Fidelity's Abigail Johnson Gains CEO Title from Her Father


Abigail Johnson has taken another big step toward being the next leader of Fidelity Investments after the company said she will add the title of chief executive to her duties.

Johnson already had day-to-day control over operations that include mutual funds, an online brokerage and the biggest U.S. administrator of 401(k) retirement plans.

Over the past decade, Boston-based Fidelity, which had managed assets of $2 trillion at the end of August, has ceded its once-powerhouse status to Vanguard Group as its actively managed mutual funds have become less appealing to investors focused on lower-cost index funds and exchange-traded funds.

Johnson, 52, will continue to report to her 84-year-old father, Edward C. Johnson III, Boston-based Fidelity's chairman. The elder Johnson had been chairman and CEO of the company since taking over from his father in 1977. The announcement was contained in a memo distributed on Monday to employees.

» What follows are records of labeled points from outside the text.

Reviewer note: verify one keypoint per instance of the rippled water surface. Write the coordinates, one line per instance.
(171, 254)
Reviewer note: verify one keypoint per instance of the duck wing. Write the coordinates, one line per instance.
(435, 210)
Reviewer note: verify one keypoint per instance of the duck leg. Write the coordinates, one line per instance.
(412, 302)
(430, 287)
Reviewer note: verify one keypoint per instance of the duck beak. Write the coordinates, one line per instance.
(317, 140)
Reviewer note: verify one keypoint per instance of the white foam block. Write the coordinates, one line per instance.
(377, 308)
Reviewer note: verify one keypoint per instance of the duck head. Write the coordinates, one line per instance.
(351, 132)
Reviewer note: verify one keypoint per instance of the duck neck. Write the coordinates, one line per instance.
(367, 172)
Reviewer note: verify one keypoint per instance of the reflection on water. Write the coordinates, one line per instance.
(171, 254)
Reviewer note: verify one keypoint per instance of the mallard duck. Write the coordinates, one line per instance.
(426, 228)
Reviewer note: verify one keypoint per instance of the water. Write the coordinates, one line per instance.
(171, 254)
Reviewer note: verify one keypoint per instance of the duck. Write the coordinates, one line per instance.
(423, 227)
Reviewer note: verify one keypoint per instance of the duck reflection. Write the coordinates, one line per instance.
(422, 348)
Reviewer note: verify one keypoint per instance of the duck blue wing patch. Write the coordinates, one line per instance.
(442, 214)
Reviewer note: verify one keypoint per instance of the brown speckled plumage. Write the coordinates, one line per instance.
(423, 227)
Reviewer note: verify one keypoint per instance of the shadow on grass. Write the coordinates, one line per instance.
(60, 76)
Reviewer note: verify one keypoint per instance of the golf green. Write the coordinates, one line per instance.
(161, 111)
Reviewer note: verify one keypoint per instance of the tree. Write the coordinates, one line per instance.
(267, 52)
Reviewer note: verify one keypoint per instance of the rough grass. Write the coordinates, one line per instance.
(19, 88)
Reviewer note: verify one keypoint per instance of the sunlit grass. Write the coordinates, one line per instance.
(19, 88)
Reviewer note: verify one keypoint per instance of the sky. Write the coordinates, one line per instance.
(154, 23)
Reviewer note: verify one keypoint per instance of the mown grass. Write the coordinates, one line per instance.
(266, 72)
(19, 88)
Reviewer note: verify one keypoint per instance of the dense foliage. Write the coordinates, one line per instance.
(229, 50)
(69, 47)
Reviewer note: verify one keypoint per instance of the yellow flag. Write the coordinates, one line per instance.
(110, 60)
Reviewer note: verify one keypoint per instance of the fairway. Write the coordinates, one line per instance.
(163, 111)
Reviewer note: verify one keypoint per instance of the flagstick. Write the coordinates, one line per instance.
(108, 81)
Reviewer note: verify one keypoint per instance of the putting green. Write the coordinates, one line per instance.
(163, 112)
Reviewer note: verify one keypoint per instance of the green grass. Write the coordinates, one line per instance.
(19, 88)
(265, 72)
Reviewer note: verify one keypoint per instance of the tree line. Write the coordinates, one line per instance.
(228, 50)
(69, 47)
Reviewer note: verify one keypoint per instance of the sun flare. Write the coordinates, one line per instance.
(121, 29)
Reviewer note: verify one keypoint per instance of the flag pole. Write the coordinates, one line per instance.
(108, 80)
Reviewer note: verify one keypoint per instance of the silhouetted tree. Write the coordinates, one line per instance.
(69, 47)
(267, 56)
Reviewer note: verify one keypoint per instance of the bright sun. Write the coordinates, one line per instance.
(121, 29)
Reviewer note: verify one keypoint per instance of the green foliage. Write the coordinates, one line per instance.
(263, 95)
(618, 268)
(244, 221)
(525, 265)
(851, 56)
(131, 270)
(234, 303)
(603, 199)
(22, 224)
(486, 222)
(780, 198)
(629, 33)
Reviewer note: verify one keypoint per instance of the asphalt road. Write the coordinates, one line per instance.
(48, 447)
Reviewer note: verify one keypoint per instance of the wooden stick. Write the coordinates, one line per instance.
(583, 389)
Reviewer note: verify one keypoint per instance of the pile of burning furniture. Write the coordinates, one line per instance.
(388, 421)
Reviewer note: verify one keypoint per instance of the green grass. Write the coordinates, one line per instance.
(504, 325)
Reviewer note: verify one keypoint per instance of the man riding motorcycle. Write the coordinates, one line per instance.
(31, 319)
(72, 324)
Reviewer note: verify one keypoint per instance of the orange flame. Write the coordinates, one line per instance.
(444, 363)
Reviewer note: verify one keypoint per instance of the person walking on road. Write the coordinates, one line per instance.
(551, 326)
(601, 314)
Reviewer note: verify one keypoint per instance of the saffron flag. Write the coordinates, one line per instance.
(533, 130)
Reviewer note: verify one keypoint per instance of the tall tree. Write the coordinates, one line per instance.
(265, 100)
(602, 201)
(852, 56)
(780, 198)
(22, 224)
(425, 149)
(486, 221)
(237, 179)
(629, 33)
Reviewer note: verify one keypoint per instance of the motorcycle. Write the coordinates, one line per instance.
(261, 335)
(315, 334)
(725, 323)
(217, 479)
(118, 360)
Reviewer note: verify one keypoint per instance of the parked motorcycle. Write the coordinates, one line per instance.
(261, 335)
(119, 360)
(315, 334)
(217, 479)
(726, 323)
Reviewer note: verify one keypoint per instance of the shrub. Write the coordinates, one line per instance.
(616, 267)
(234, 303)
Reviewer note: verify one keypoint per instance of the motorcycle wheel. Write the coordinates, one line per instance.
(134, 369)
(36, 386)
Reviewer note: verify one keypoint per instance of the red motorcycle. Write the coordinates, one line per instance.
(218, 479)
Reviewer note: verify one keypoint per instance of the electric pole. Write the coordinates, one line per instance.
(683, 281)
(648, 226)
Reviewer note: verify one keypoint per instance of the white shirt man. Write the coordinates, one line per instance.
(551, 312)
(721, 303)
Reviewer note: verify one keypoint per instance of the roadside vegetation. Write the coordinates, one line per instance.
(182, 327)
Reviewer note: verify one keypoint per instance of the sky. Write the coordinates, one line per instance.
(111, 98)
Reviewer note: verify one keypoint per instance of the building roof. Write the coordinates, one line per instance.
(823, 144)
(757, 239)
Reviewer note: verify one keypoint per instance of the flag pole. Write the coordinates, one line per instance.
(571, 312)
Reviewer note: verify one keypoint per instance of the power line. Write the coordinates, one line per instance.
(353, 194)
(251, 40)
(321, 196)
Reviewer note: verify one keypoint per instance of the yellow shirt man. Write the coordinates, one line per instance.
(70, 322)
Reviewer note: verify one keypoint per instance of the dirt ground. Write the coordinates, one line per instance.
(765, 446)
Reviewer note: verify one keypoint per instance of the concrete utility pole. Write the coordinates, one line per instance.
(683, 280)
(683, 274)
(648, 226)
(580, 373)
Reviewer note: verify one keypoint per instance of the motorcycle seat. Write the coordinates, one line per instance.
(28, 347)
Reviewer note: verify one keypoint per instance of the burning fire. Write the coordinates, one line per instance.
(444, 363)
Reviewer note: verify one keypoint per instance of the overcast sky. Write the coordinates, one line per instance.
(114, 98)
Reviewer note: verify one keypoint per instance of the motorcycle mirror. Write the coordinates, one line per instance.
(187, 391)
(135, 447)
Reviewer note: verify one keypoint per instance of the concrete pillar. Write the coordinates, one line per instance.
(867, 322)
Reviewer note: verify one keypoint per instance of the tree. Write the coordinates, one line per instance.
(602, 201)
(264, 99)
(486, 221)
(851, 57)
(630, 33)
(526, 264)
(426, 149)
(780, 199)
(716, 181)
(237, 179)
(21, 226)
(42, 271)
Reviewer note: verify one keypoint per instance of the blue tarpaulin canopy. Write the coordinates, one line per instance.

"Abby Johnson has agreed to become chief executive officer of Fidelity, reflecting a further step forward in our leadership succession plan," according to a Fidelity memo from the elder Johnson viewed by Reuters. "Abby will retain her role of president and I will continue to serve as chairman of the board."

Fidelity is the second-largest U.S. mutual fund company behind Vanguard. It is best known for its stable of actively managed mutual funds including the $100 billion-plus Contrafund .

Vanguard's low-cost approach, however, has been the clear winner in recent years. Over the past year, for example, net deposits into Vanguard funds have totaled $171 billion, as of Aug. 31, according to Morningstar Inc.

In contrast, Fidelity had net withdrawals of nearly $19 billion from actively managed funds during the same period. Net deposits into Fidelity passive funds totaled about $9 billion, according to Morningstar.

"As we have noted in the past, a major source of Fidelity's outflows during the past year has been conversions to collective investment trusts," Morningstar analysts wrote recently. "However, it is surprising that these outflows are not being offset by organic inflows."

Abby Johnson, as she is known inside the company, worked summers at her family's firm before college. She graduated from Hobart and William Smith Colleges in Geneva, New York, with a degree in art history. She worked for two years after graduation at consulting firm Booz Allen.

She then obtained an MBA from Harvard Business School before joining Fidelity as an analyst in 1988. In the 1990s, she ran three different stock funds before moving into management. In 2001, she was named president of the fund division and in 2005 she switched jobs to take charge of Fidelity's benefits and retirement plans unit.

It wasn't until recently that her place as heir apparent to her father was truly secure. That happened in 2012 when she was promoted to run all of the company's main businesses, ending years of speculation about who would succeed Edward "Ned" Johnson.